IL-13–induced transcript and protein levels of eotaxin-3 are reversed by FP treatment of esophageal epithelial cells. A, RNA isolated from TE-7 cells treated with IL-13, FP, or both for 24 hours was subjected to cDNA synthesis. Transcript levels of eotaxin-3 were determined by means of real-time PCR analysis and normalized to GAPDH levels. B, TE-7 cells were treated with IL-13, FP, or both for 48 hours. ELISA was performed to detect eotaxin-3 in the supernatants. The dashed line indicates the detection limit of the assay. For Fig 6, A and B, data are representative of 3 experiments per figure. *P < .05. **P < .01.

FIG 7

Increased baseline FKBP51 levels affect glucocorticoid-mediated repression of IL-13–induced eotaxin-3 promoter activity. A, Constructs used in this study. CMV, Cytomegalovirus promoter. Cells were transfected with pHRL-TK and either pEotaxin-3 (B) or pEotaxin-3-3′UTR (C) or pHRL-TK, pEotaxin-3, and either pCDNA3.1 or pFKBP51 (D). Fig 7, B–D, After transfection, cells were treated with IL-13, FP, or both for 24 hours. Firefly and Renilla luciferase activities for each sample were then quantified. Eotaxin-3 promoter activity is expressed as the ratio of firefly to Renilla luciferase activity.

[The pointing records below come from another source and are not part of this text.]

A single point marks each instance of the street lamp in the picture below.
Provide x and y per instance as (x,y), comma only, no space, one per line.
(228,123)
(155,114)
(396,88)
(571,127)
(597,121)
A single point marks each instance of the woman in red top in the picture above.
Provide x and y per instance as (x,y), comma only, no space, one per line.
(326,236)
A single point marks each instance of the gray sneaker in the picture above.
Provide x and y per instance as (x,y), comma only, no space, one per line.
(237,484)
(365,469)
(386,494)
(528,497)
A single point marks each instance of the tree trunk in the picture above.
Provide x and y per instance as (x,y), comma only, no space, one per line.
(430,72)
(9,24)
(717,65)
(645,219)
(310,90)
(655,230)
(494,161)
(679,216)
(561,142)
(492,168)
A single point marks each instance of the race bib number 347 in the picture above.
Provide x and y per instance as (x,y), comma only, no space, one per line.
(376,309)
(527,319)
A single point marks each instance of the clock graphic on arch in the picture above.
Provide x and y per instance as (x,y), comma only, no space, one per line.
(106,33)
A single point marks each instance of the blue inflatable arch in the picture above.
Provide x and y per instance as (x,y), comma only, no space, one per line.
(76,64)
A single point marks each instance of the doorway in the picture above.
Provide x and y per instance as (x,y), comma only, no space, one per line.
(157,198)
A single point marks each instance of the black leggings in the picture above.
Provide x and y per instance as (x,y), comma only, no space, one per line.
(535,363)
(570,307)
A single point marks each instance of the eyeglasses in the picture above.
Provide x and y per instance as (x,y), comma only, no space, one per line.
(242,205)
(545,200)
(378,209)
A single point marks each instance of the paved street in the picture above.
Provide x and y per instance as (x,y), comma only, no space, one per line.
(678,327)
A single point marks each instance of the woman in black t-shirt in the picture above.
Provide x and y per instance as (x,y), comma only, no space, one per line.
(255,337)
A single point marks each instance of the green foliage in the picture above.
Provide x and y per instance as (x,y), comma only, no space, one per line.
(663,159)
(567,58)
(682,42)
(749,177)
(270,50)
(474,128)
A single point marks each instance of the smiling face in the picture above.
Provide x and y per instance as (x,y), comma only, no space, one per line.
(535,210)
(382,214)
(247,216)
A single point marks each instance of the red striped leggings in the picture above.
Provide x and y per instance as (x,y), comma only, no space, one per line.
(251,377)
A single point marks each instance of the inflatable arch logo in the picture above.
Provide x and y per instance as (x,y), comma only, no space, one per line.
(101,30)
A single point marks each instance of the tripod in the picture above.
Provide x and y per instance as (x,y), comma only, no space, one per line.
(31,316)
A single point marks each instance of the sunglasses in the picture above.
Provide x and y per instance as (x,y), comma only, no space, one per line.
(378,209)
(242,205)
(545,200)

For Fig 7, B–D, panels are representative of 3 experiments. ns, Nonsignificant. **P < .01. ***P < .001.

FIG 8

Model to describe the regulation and potential function of FKBP51 in patients with EE. FP represses IL-13–induced eotaxin-3 expression while inducing FKBP51 gene expression through a mechanism likely dependent on the glucocorticoid receptor (GR). FKBP51 additionally inhibits glucocorticoid receptor (GR)–mediated signaling and thus dampens glucocorticoid-mediated repression of IL-13–induced eotaxin-3 promoter activity.